Podiatrist Saoirse Waldron, of Spectrum Foot Clinics, agrees. “Flat shoes, like ballerina pumps, can cause a range of different problems,” she says. “They have no arch support, no fastening strap or laces and no shock-absorbing material.
“This can cause too much friction on the heel, Achilles tendon and toes, resulting in blisters, corns and callouses.
“It is not uncommon to see back, hip and knee pain occurring as a result of wearing flip flops and unsupportive shoes.”
One of the most common causes of foot pain is fallen arches, also known as flat feet.
This is a genetic condition, but can be aggravated by bad footwear. If left unchecked, flat feet can lead to osteoarthritis in the knees.
The second cause is plantar fasciitis, an inflammation of the band of tissue that runs between the heel and the arch of the foot. The inflammation can be caused by weight gain due to pregnancy or obesity, as well as unsupportive footwear.
As many cases go unreported, there are no exact statistics for the numbers of Irish people suffering from the condition.
However, the HSE estimates that it affects one in ten of the population.
“Thanks to the popularity of ballerina pumps and Ugg-style boots there is a whole generation out there with foot problems,” says Dr Dunne.
“Each September, every second person who comes into the clinic has plantar fasciitis after spending the summer in sandals or flip flops.
“In some cases, home exercises, such as rolling a golf ball under the foot, will be enough to solve it, but other people may need to be fitted for orthotics.”
Orthotic supports can be bought in most pharmacies from about €18.
Over-the-counter models fitted by clinicians and specialist stores cost from €45.
They can also use a digital pressure map and scanning machine to create a custom-fit orthotic priced between €250 and €350.
To keep my own fallen arches in check, I now have two pairs of orthotics — one a light €20 pair for summer use, and the other a sturdy €100 pair — which I slip into my flat shoes.
Without the lifts in my shoes the pain quickly returns, so it’s trainers rather than flip flops for this summer’s concerts.
Of course, the best way to prevent foot pain is to look after your feet, which the Society of Chipodists and Podiatrists of Ireland says will carry you an average of 128,000km in a lifetime.
Saoirse Waldon recommends removing hard skin with a file, stretching the calf muscles daily to avoid plantar fascitiis and Achilles tendonitis, and buying shoes in the afternoon, when your feetare swollen, for an optimum fit.
Given the potential damage of flat footwear, is the only option to consign our It-shoes to the bin? “Flip flops are a total disaster,” says Dr Dunne. “They are too flat, too open and too thin. But finding good footwear for the summer is very difficult. I’d say to people to wear their flip flops and sandals while they are on holiday, or at the weekend, but for working and standing all day you’re better with closed-in shoes, possibly with a low heel.”
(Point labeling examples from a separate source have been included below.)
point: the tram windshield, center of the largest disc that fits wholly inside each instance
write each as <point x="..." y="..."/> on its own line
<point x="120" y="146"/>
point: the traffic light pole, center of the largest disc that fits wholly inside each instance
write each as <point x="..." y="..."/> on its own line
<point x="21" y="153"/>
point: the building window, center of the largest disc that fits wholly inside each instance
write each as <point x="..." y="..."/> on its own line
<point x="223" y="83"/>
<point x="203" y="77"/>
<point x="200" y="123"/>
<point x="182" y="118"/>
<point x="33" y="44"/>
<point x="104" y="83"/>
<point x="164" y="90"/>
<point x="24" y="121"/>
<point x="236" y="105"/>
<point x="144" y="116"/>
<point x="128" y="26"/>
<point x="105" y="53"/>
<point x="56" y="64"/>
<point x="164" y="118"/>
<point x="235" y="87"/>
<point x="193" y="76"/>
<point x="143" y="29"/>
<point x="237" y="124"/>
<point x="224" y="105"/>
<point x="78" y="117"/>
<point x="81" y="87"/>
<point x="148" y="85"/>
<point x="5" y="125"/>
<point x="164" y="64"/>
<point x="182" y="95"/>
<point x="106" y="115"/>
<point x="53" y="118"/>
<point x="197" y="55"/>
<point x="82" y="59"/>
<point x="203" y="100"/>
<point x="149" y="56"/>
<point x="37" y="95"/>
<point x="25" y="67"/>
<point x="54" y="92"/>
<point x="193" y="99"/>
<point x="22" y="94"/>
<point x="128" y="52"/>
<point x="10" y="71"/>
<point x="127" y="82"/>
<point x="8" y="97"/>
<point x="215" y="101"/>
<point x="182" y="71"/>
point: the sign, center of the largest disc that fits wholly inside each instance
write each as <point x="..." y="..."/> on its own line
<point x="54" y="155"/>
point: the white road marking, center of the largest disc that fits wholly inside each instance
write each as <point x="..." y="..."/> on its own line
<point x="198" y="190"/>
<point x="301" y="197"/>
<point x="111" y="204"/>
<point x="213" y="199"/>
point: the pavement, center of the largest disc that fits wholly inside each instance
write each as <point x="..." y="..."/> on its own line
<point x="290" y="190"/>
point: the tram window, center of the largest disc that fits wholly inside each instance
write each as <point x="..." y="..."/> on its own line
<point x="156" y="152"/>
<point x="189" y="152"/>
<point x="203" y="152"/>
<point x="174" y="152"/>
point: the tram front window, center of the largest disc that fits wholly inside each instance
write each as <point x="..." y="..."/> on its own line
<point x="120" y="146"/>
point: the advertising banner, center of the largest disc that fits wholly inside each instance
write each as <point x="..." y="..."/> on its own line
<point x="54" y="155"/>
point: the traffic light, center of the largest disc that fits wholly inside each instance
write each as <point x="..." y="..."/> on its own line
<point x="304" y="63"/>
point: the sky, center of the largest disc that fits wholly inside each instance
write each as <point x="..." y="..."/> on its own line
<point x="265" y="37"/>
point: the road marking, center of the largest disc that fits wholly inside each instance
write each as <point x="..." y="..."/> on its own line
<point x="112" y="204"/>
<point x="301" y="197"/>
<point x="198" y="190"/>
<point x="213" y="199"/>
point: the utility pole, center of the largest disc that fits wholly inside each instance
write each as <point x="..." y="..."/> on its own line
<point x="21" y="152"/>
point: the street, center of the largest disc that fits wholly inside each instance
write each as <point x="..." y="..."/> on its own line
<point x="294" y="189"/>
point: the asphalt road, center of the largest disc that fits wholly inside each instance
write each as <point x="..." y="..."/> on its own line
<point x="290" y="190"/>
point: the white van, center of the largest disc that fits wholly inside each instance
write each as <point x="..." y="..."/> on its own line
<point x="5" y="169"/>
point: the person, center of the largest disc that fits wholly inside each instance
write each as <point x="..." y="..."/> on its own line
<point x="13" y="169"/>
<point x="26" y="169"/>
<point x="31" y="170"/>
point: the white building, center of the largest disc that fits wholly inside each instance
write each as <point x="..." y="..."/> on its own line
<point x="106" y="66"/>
“Flat shoes aren’t wrong,” says Chris McCarthy, manager of Foot Solutions on Cork’s Grand Parade.
“But nearly all shoes are flat inside and what you need is arch support. A good shoe should have a cushioned base and be shaped to support the arches. Shoes also need to have good heel control.
“The heel counter, at the back behind your heels,needs to be solid and not tilt in or out. You see kids in cheap boots and they have tilted their foot one way or the other. We all do that naturally, but proper shoes will support the heel bone to keep the foot flat and prevent pain.”